Saeed and Hameed previously had been given jail sentences for allegedly influencing lower court decisions.
U.S. State Department spokeswoman Heather Nauert said in a statement that the U.S. is “deeply dismayed” by reports that they were sentenced without a fair trial. She said it casts “serious doubt” on the government’s commitment to the rule of law.
Maumoon Abdul Gayoom, who ruled the Indian Ocean archipelago state from 1978 to 2008, is the second former president to be jailed under President Yameen Abdul Gayoom’s rule. He was arrested in February on charges of attempting to overthrow his half brother.
Maldives, known for its high-end tourist resorts, became a multiparty democracy in 2008, ending Gayoom’s 30-year strongman rule. However, Yameen, who was elected in 2013, has rolled back much of the democratic gains.
Mohamed Nasheed, the country’s first freely elected president in 2008, was earlier given a 13-year sentence in a trial widely criticized for due process violations. He was granted asylum in Britain when he went there on leave from prison for medical treatment.
Yameen’s former vice president, Ahmed Adeeb, two former defense ministers, a prosecutor general and opposition lawmakers are among those who have been jailed during Yameen’s tenure. All of the trials have been criticized for alleged lack of fairness.

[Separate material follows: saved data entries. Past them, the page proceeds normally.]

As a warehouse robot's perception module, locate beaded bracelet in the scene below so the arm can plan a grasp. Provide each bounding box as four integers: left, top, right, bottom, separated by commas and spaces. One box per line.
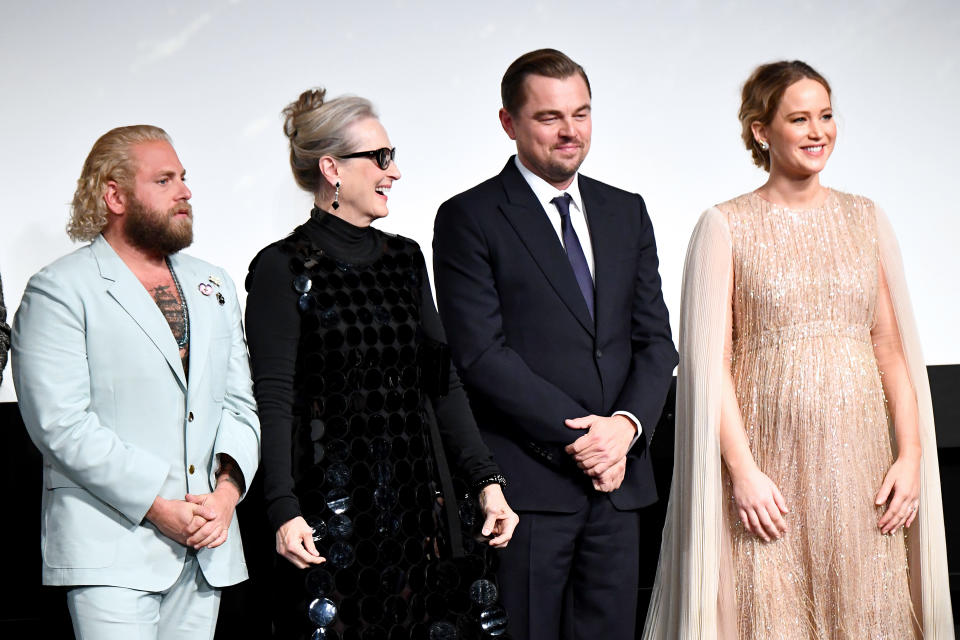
470, 473, 507, 495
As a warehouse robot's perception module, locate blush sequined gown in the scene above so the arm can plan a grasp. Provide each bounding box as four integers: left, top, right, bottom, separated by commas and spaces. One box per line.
718, 191, 915, 640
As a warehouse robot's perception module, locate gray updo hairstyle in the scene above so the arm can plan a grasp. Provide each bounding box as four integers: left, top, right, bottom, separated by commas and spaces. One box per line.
283, 87, 377, 193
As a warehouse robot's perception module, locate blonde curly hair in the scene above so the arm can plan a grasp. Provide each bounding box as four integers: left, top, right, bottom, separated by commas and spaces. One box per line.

With all of his potential opponents either in jail or in exile, Yameen is preparing to run for re-election in September virtually unopposed.
In the statement released Thursday, Nauert said the sentences also call into question the willingness of the Maldives government “to permit a free and fair presidential election in September that reflects the will of the Maldivian people.”
Nauert called on Maldives to release all political prisoners and ensure that parties and candidates are able to campaign freely.
A five-member Supreme Court bench in February ordered the release and retrial of Nasheed and other prisoners, calling their sentences politically motivated. However, Yameen declared a state of emergency and had Saeed, Hameed, and Gayoom arrested.
The three remaining Supreme Court judges later overturned their previous decision to release political prisoners.